My point isn’t to talk about my recent excursion so much as paint a picture and create some context for the power and value of taking a real vacation (whatever that may be for you) and why it should not be thought of as taking time off, so much as taking time on. Vacation, or going on holiday, isn’t a luxury, it’s a necessity – whether you’re the CEO or anyone else who makes a contribution to the organization. No person or device will work indefinitely without needing to be recharged. Here are just a few of the benefits:
If you’ve ever been on a barge, you may recall that it travels at walking speed. The whole experience is about the journey, as opposed to the destination. You take time to close your eyes, connect to your breathing, and feel the calm of your resting heart rate. You open your eyes and start to notice everything – the sun shining through the canopy of the trees that line canal, the birds chirping, the fish feeding, the hum of the engine, and the calm breeze as it washes over your face. You have meaningful conversations and enjoy food and wine that feed the body and nourish the soul. Any stress you felt before you left home – gone.
With relaxation comes reflection. While you are living in the moment of your current surroundings, you can’t help but reflect. You take time to appreciate your family, friends, career and this one life you have to live. You ask yourself: How can I be a better partner, parent, friend, leader, contributor? You consider what’s good and right about your life, rather than complain about what’s wrong with it. It’s a rare time that allows for looking ahead and thinking about who you are, what you want, and how you can be a positive force for others.
Relaxation and reflection tend to do two important things for us: 1) They calibrate our perspective. When we get mired in the day-to-day grind of our work, no matter what role we play in our organization, vacation helps us pull back, see the bigger picture, and inspire us in ways we would never imagine. It allows us to separate what really matters from what really doesn’t – to embrace learning rather than judging and to always look for the best in others. 2) They are the forces that recharge our batteries, help us take charge of our lives, and give us the power to engage people, both personally and professionally, with a fresh new attitude.
The ROI of Vacation
Getting true ROI from vacation starts with a CEO and a senior leadership team who don’t make their employees feel guilty for taking it. This can cause employee stress before, during and after their vacation, which tends not to make it a vacation at all. This not only robs everyone of the benefits, but typically makes matters worse going forward. Vacations should be celebrated and, when possible, be no fewer than two weeks in length. As someone who has taken far too few two-week vacations over the course of my career, I can tell you the difference between one and two weeks is palpable. The relaxation, reflection, and rejuvenation described here don’t tend to kick in until the second week. Don’t do anything halfway, including taking time off.
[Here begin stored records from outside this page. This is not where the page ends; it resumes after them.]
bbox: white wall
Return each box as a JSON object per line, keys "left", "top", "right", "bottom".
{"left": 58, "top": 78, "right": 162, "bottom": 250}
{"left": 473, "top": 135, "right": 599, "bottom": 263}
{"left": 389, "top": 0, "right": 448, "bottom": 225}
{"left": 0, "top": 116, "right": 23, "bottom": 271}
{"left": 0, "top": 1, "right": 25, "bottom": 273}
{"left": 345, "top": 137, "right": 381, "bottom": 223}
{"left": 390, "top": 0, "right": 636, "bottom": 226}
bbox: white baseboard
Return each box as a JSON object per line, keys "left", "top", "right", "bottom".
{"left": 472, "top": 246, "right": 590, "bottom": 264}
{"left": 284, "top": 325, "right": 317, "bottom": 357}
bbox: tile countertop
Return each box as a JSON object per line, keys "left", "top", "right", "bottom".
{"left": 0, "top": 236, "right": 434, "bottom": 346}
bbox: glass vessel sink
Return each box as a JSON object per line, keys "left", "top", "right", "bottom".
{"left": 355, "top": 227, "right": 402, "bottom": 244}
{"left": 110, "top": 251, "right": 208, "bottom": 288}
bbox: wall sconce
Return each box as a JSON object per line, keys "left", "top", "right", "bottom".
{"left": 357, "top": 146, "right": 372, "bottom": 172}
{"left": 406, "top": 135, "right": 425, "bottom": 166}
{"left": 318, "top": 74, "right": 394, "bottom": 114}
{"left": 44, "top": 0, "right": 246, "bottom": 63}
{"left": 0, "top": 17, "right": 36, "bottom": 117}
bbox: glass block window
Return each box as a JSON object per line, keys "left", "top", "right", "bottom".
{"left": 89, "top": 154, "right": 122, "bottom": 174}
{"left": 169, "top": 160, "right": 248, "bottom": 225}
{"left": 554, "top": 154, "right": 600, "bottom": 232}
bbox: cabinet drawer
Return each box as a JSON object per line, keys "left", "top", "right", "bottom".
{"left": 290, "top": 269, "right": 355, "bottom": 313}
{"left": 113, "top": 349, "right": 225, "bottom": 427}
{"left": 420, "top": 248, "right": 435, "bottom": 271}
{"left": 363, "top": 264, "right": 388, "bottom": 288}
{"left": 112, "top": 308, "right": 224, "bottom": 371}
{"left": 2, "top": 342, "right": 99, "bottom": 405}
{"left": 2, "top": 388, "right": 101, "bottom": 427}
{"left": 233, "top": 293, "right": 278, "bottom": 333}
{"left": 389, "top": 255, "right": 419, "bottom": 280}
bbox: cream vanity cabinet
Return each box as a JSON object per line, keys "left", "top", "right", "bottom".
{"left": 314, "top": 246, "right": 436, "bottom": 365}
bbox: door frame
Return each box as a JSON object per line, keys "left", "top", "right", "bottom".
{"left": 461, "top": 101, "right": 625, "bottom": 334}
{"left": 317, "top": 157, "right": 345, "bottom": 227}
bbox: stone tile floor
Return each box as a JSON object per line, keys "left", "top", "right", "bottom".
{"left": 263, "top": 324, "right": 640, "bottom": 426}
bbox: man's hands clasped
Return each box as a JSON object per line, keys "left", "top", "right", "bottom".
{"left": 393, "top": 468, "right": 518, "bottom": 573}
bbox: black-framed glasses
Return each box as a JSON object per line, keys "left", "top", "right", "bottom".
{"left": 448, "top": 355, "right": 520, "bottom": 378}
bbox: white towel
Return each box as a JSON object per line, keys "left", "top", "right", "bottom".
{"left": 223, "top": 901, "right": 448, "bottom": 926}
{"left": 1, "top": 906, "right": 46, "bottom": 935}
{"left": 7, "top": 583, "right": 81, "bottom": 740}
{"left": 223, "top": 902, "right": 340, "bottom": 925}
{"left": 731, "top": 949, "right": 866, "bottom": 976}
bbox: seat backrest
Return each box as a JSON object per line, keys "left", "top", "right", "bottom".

If you’re the CEO, let me share what your employees may not want to share with you: You need time off, too! You really do. Why? To sugar coat it, it’s because they want you to get the same benefits I’ve described here. To be more direct, when you don’t take time off and don’t receive these benefits, then no matter how much your people may love you, you can become a pain in the ass. Take the time you need to relax, reflect, and rejuvenate. When that happens, you’ll be a better CEO, and while you’re gone, your vacation becomes their vacation – in a positive and productive way for all involved.
We’re All in the Same Boat
Saint Louis Barge owners Peter and Wendy Carrington love to say that the barge also serves as a metaphor for our being all in this together. The more we love and support one another, the better the journey. As I reflect on the Get Future Ready Summit, I think about Thomas Anglero, Director of Innovation at IBM Norway, who delivered a wonderful talk. It might surprise you to learn that his remarks had little to do with AI and other emerging technologies and everything to do with connecting with what separates us from machines – our humanity. If you don’t have a vacation planned now, what are you waiting for? As a CEO, find out who hasn’t taken a vacation recently, encourage them to do so, and ask how the organization can support them while they’re away. They’ll appreciate you more than you know, and everyone will be the better for it.